If possible, could you restrict the above-fold length to 3-4".
TIA
November 5, 2008 11:56 PM | Reply | Permalink
I agree with you with sadness. Wouldn't it be nice if only the best account of the daily happenings made it on the front page. With accuracy as the test, let the journalists fight over the space their representations demand whether they be visual or written. The trends of the front page, in my opinion, have been lead too much by marketing and sensationalism and less by worth.
November 6, 2008 7:04 PM | Reply | Permalink
Great pictures and commentary, as usual. I'm a huge fan of BAGnewsNotes.com and check it every day.
November 6, 2008 2:59 AM | Reply | Permalink
Excellent work. Thank you for this post.
I love these behind-the-scenes photographs. And we do need to move beyond the "conditioned by corporate media and special-interests" seeing only what 'they' want us to see.

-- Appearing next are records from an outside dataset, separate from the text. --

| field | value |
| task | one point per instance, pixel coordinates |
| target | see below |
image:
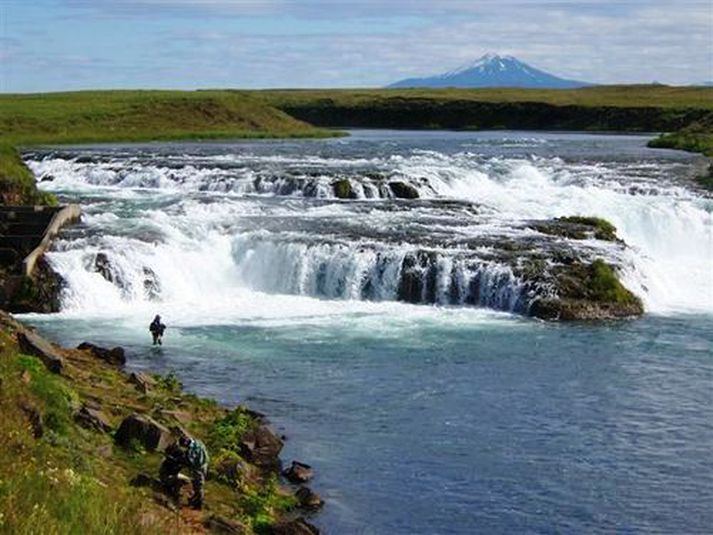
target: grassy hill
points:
(104, 116)
(97, 116)
(607, 108)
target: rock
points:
(35, 418)
(103, 267)
(298, 472)
(308, 499)
(343, 189)
(231, 469)
(105, 451)
(143, 381)
(114, 356)
(402, 190)
(33, 344)
(180, 416)
(221, 524)
(93, 419)
(145, 430)
(261, 447)
(298, 526)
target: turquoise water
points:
(501, 425)
(423, 418)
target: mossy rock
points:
(402, 190)
(578, 228)
(588, 292)
(343, 189)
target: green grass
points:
(103, 116)
(603, 229)
(604, 286)
(17, 184)
(226, 432)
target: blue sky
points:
(51, 45)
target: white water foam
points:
(669, 228)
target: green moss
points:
(603, 285)
(262, 506)
(603, 229)
(17, 184)
(343, 189)
(168, 383)
(95, 116)
(58, 400)
(226, 432)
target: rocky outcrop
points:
(33, 344)
(298, 472)
(115, 356)
(343, 189)
(587, 292)
(402, 190)
(261, 447)
(143, 381)
(308, 499)
(298, 526)
(143, 430)
(221, 524)
(90, 418)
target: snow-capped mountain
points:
(493, 70)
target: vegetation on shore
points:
(617, 96)
(58, 476)
(104, 116)
(697, 137)
(17, 183)
(643, 108)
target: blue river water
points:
(427, 419)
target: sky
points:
(53, 45)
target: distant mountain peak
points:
(492, 70)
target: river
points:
(454, 413)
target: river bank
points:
(86, 441)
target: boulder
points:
(33, 344)
(145, 430)
(343, 189)
(261, 447)
(308, 499)
(114, 356)
(298, 472)
(298, 526)
(143, 381)
(221, 524)
(103, 267)
(93, 419)
(402, 190)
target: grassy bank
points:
(618, 96)
(105, 116)
(57, 476)
(102, 116)
(17, 183)
(608, 108)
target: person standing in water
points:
(157, 329)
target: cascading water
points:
(187, 224)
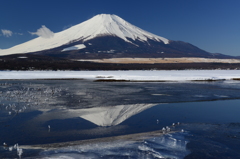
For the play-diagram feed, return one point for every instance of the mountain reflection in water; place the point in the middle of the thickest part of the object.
(44, 111)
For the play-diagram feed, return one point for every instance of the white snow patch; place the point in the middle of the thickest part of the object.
(103, 24)
(43, 32)
(76, 47)
(173, 75)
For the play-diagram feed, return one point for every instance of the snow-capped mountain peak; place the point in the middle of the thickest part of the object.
(99, 25)
(106, 24)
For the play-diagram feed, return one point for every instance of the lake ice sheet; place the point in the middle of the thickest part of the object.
(208, 112)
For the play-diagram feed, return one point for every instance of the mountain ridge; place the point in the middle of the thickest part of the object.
(108, 36)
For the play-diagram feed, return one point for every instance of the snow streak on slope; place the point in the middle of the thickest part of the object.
(103, 24)
(75, 47)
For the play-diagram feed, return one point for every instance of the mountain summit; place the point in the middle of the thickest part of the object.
(105, 36)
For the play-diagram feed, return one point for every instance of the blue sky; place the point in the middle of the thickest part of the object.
(212, 25)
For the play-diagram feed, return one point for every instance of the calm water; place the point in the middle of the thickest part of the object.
(53, 111)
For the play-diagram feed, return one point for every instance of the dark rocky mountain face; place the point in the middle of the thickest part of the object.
(115, 47)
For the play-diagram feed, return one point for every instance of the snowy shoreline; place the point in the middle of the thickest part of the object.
(173, 75)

As a visual artist, I'm always drawn to close examination of photographs.
November 6, 2008 2:05 PM | Reply | Permalink
I often forget to critically "read" photographs in news items when I know it is imperative to be critical of every word in print. Unless it is a horrible shot, making the subject look monstrous, do I think that editorial manipulations might be at play. Even though I have become more and more distrustful of the professional standards in journalism, I romantically held to the idea that photography honors the truth.
I guess it is true that you can always see the truth clearer with a wide angle lens than with a telephoto zoom; and that cropping the photo during edit is the same as using too many adjectives in a news item. I have no problem with photography as a form of reporting on the state of the World, but I agree with the sentiment that the visual is taking over the "front page" and our ability and desire to digest the news. But I think that is a judgment about the overall demise of our professional journalists, and the public neglect and irresponsibility in not turning the page.
I remember the feeling of despair when the Boston Globe, my local paper, went to color. I was convinced that "news" was dead. But there have been many a front page, color (even half page) photographs that told the story, even the human side of the story, that words would have had a hard time describing. So thanks for making me refocus my interpretation of our visual news.